Deskripsi Pekerjaan
Are you obsessed with system reliability, performance optimization, and scalable architecture? NexusCloud Systems is looking for a Senior Site Reliability Engineer to join our high-impact platform team. You will be the architect behind our mission-critical infrastructure, ensuring 99.99% uptime for our global enterprise clients.
We operate in a modern, cloud-native environment where automation is the default. If you enjoy solving complex distributed systems challenges and fostering an environment of engineering excellence, this role is for you.
Tanggung Jawab
- Design, implement, and maintain highly available, fault-tolerant infrastructure on AWS/GCP.
- Drive capacity planning and performance tuning to ensure seamless scalability.
- Automate infrastructure provisioning and configuration management using Terraform and Ansible.
- Champion SRE best practices, including error budget management and blameless post-mortems.
- Collaborate with engineering teams to improve CI/CD pipelines and deployment velocity.
- Monitor system health and respond to high-priority production incidents.
- Develop internal tools to improve developer productivity and system observability.
Kualifikasi
- 5+ years of experience in Site Reliability Engineering, DevOps, or Software Engineering.

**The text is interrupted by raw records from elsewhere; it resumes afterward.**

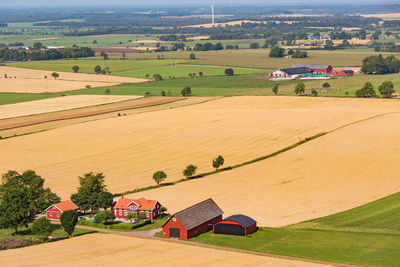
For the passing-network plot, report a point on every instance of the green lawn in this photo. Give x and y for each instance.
(25, 233)
(368, 235)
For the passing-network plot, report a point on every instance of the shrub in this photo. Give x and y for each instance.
(190, 170)
(386, 89)
(300, 88)
(218, 162)
(159, 176)
(277, 51)
(42, 228)
(229, 72)
(186, 91)
(68, 219)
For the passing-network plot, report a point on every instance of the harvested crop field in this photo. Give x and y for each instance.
(79, 251)
(58, 104)
(42, 122)
(134, 147)
(344, 169)
(21, 80)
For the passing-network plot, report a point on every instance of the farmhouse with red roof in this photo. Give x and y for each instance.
(124, 206)
(54, 211)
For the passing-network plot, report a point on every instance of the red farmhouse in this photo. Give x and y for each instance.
(54, 211)
(236, 225)
(124, 206)
(315, 68)
(193, 221)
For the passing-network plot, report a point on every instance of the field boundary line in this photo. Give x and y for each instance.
(138, 234)
(83, 116)
(273, 154)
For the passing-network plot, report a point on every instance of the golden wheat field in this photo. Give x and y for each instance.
(129, 149)
(113, 250)
(20, 80)
(58, 104)
(346, 168)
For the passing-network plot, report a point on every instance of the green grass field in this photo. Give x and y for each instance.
(25, 233)
(368, 235)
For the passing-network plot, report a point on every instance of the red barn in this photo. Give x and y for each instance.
(315, 68)
(236, 225)
(343, 72)
(193, 221)
(124, 206)
(54, 211)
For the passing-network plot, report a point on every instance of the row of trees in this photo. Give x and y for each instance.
(386, 89)
(278, 52)
(23, 55)
(189, 171)
(21, 196)
(380, 65)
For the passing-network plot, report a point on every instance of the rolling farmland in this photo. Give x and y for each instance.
(138, 145)
(33, 81)
(80, 251)
(346, 168)
(58, 104)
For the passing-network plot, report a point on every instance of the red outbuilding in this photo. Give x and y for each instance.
(193, 221)
(236, 225)
(124, 206)
(54, 211)
(315, 68)
(343, 72)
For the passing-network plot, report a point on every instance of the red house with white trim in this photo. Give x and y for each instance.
(315, 68)
(54, 211)
(124, 206)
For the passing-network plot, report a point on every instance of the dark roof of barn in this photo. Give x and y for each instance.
(312, 66)
(294, 71)
(199, 213)
(244, 220)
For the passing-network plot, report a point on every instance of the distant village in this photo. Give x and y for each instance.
(310, 71)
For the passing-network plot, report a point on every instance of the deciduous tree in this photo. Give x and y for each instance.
(159, 176)
(68, 220)
(218, 162)
(190, 170)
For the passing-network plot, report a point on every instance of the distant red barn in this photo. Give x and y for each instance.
(193, 221)
(54, 211)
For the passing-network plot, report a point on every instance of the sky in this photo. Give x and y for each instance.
(94, 3)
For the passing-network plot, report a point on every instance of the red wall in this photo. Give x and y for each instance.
(53, 213)
(205, 227)
(174, 224)
(156, 213)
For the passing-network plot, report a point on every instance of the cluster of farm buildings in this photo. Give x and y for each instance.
(309, 71)
(24, 47)
(190, 222)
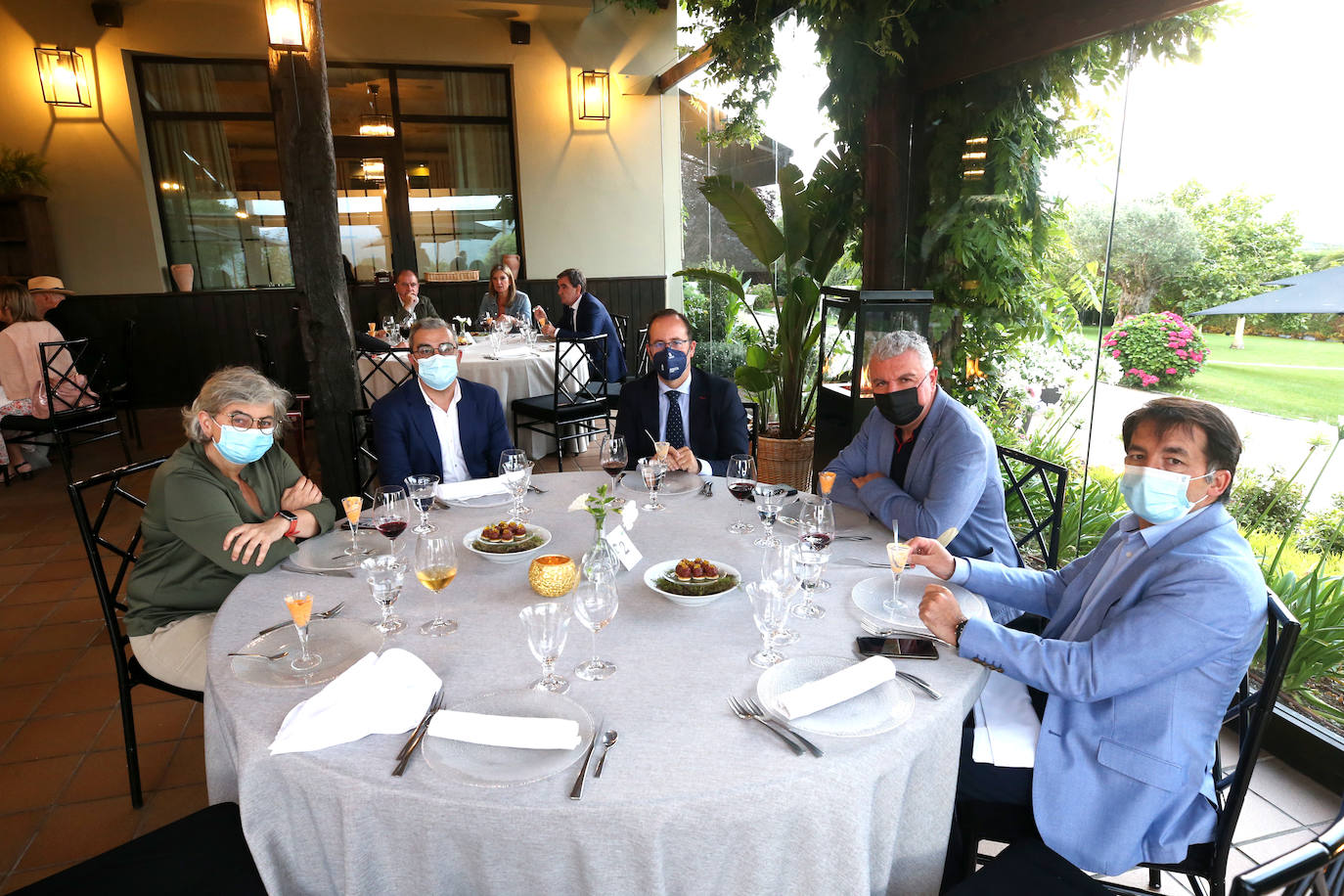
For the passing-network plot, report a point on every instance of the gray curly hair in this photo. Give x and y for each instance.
(229, 385)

- Expert-level proficiency with Kubernetes, Docker, and container orchestration.
- Strong coding skills in Go, Python, or Ruby.
- Deep understanding of distributed systems, networking (TCP/IP, DNS, Load Balancing), and Linux internals.
- Proven track record of managing large-scale cloud infrastructure (AWS preferred).
- Experience with observability stacks like Prometheus, Grafana, ELK, or Datadog.
- Strong communication skills and a passion for mentoring junior team members.